Debo confesar que durante largos tramos de mi última lectura de La muerte de Artemio Cruz me sorprendí conmovido y admirado por los pasajes de la muerte del coronel Cruz cercanos a la muerte del mayor Sabines: me encontré conmovido más que por los ritos agónicos de la Revolución mexicana, infartada en el mesenterio del coronel Cruz, por el infarto de ese anciano tocado en su conciencia por la radicalidad verdadera de la muerte. Me tocaron los hierros fríos del hospital, las tumescencias agónicas del cuerpo, las punzadas como puñales, las uñas amoratadas de Artemio Cruz. Y en la increíble simultaneidad del fresco biográfico y simbólico de la vida de Artemio Cruz, me impresionó sobre todo el aliento trágico de este sobreviviente por antonomasia, enfrentado al recuento radical de su vida, el pobre saldo de su libertad gastada, siempre insuficiente en su inexorable fluir al reino de la muerte. Puestos en un segundo plano sus arreos históricos y simbólicos, Artemio Cruz apareció ante mis ojos como una entidad más profunda y a la vez más sencilla, un personaje de carne y hueso atado como todos a la severidad de su destino, tan distinto y tan total en cada etapa de la vida, que a veces parece pertenecer a otro, aunque no sea sino la suma de nuestra impura y azarosa libertad.

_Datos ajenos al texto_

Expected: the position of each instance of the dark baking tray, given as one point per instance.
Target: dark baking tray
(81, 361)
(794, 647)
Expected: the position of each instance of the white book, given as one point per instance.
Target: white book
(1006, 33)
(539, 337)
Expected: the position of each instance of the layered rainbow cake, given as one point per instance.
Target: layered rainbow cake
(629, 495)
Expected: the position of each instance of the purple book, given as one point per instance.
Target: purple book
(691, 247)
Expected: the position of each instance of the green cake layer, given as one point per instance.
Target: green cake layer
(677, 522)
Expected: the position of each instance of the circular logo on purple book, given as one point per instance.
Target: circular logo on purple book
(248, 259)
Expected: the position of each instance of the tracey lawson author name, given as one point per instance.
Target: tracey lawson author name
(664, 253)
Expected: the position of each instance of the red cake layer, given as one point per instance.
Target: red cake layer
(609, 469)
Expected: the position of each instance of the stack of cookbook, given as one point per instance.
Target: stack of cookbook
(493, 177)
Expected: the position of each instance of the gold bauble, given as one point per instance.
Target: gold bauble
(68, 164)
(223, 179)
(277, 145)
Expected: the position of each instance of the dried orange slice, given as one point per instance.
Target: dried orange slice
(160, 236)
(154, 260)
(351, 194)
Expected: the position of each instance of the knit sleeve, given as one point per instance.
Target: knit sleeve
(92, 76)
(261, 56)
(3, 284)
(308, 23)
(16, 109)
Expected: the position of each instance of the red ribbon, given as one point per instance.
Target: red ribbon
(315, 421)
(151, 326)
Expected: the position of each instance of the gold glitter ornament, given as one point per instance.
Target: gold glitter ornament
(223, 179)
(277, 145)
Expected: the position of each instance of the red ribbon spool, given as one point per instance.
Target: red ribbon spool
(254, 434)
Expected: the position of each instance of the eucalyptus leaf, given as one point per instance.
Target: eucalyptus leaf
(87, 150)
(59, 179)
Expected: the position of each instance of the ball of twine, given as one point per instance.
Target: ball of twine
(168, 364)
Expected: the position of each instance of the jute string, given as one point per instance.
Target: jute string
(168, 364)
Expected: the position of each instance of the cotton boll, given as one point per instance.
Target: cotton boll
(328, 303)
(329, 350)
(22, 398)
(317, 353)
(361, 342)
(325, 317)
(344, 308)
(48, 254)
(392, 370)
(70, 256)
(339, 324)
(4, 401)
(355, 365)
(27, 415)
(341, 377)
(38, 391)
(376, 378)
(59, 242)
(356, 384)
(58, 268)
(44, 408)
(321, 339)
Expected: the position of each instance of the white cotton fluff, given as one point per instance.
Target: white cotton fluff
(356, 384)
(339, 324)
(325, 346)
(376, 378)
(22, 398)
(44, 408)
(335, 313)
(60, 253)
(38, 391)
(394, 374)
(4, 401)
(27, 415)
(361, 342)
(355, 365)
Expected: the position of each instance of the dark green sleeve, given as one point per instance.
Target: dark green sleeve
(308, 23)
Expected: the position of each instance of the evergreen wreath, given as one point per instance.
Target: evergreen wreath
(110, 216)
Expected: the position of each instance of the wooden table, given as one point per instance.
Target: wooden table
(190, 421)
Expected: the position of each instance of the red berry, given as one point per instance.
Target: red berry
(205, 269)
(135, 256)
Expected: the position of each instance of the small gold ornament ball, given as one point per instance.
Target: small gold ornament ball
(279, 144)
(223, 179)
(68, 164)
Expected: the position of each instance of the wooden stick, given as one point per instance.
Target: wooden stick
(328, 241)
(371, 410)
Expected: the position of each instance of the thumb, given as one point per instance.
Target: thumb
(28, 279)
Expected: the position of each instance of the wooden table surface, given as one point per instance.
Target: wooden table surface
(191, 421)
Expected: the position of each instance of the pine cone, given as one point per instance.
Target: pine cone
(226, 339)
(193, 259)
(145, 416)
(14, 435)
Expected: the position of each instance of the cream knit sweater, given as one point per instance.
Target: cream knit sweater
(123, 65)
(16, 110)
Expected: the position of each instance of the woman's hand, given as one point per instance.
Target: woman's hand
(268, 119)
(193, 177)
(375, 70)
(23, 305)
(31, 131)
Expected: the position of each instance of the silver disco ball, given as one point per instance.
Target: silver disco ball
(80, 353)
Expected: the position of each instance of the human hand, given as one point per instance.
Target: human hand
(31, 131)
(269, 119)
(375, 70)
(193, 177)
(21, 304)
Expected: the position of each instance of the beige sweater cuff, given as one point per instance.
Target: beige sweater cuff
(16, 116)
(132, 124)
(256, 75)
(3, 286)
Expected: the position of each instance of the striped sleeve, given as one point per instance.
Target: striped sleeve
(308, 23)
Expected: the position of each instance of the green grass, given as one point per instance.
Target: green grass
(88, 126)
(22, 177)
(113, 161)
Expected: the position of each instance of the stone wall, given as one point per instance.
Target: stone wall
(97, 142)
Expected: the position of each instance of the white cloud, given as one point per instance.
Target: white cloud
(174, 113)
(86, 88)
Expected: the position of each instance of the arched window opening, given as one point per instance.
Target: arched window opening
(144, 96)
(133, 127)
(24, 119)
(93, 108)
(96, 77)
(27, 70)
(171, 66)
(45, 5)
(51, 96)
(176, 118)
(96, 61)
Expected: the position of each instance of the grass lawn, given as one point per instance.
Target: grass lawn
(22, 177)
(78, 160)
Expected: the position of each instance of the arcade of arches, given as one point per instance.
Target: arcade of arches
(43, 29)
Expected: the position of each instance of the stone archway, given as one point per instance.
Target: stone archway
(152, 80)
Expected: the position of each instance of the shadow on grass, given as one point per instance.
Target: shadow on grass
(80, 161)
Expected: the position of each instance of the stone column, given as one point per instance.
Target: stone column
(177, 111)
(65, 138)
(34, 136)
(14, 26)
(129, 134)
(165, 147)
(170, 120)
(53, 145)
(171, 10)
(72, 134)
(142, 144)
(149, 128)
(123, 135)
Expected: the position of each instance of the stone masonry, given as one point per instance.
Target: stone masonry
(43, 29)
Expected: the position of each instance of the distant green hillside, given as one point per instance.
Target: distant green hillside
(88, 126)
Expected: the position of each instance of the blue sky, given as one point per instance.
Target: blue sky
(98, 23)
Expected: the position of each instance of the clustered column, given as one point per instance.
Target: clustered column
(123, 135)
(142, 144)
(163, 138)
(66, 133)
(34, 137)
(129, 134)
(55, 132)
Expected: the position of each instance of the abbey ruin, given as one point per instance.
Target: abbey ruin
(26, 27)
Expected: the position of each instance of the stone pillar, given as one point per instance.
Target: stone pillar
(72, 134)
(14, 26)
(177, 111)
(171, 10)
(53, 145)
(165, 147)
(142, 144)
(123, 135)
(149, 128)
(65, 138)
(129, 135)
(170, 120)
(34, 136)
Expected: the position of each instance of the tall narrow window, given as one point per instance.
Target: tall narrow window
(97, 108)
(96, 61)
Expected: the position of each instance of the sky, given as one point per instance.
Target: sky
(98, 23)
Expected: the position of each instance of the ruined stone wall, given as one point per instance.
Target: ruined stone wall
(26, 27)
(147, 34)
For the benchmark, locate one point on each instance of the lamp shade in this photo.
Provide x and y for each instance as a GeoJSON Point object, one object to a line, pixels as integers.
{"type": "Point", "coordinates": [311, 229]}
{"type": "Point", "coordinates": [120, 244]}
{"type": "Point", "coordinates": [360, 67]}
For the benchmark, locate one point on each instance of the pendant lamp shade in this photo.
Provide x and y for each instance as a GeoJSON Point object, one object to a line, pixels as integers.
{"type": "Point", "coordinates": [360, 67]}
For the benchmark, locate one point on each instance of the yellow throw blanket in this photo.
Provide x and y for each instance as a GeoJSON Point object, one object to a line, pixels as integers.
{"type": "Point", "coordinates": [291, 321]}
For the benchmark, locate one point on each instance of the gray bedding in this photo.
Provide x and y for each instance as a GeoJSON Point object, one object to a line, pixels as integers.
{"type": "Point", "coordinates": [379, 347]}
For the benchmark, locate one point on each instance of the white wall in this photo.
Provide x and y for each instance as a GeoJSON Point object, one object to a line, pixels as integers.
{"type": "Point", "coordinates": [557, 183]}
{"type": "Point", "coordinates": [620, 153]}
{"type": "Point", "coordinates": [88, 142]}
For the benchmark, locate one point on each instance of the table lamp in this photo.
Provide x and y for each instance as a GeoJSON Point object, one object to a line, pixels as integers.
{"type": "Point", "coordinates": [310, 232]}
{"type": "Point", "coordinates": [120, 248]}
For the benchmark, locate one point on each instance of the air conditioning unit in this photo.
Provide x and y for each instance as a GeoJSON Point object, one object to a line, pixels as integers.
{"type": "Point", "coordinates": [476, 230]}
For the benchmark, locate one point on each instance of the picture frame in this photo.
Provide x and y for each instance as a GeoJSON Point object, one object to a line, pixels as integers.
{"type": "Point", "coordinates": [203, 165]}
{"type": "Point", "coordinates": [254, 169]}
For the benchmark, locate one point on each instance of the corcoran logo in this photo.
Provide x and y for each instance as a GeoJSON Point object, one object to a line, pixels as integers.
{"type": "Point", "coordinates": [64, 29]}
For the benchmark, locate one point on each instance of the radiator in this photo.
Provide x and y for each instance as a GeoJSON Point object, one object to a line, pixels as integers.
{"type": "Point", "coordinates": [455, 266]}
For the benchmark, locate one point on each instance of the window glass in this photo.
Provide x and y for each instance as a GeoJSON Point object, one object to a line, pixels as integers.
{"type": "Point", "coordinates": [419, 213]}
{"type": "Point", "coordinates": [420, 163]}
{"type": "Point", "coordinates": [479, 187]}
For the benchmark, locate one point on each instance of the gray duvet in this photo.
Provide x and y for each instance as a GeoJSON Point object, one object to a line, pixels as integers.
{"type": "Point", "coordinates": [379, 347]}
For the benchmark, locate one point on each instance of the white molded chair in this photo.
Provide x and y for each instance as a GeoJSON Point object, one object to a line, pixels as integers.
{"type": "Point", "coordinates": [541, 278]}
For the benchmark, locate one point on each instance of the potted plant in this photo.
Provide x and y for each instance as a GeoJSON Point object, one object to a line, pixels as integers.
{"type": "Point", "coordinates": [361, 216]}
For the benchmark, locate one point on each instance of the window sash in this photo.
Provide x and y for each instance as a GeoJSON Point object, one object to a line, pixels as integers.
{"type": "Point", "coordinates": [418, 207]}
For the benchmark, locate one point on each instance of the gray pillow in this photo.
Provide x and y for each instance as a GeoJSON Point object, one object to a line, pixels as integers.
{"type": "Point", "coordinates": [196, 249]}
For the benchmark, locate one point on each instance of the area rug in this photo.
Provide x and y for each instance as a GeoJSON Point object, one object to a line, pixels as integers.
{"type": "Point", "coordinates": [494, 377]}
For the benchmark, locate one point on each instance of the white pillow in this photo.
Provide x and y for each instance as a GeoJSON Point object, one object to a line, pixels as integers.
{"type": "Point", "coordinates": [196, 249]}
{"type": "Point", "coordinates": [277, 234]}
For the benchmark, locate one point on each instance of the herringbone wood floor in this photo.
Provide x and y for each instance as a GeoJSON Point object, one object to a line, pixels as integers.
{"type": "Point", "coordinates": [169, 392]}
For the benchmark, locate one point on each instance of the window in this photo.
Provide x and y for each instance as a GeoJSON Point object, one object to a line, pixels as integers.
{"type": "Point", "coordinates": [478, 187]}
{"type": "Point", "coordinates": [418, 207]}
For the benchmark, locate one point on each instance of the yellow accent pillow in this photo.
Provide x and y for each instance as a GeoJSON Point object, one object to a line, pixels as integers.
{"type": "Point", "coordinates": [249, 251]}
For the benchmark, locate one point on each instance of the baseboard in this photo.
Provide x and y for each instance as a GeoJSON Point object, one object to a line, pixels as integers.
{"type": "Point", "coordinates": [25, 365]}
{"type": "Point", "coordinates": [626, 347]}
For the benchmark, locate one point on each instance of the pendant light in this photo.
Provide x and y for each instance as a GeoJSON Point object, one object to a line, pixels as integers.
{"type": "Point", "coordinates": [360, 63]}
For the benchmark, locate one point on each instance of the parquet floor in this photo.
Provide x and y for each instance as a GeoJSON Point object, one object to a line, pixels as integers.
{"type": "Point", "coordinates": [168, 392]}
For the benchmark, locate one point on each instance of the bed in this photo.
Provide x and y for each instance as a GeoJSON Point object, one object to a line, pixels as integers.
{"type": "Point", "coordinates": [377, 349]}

Agradezco en La muerte de Artemio Cruz esa cualidad única de ciertas obras que es la de darnos en cada edad el alimento que cada edad requiere. La condición de los clásicos. Creo que las nuevas generaciones leerán en La muerte de Artemio Cruz un fresco de vigor literario más que un fresco de crítica histórica. El tiempo ha devuelto esta novela clásica del México post-revolucionario a la región de la literatura a la que pertenece.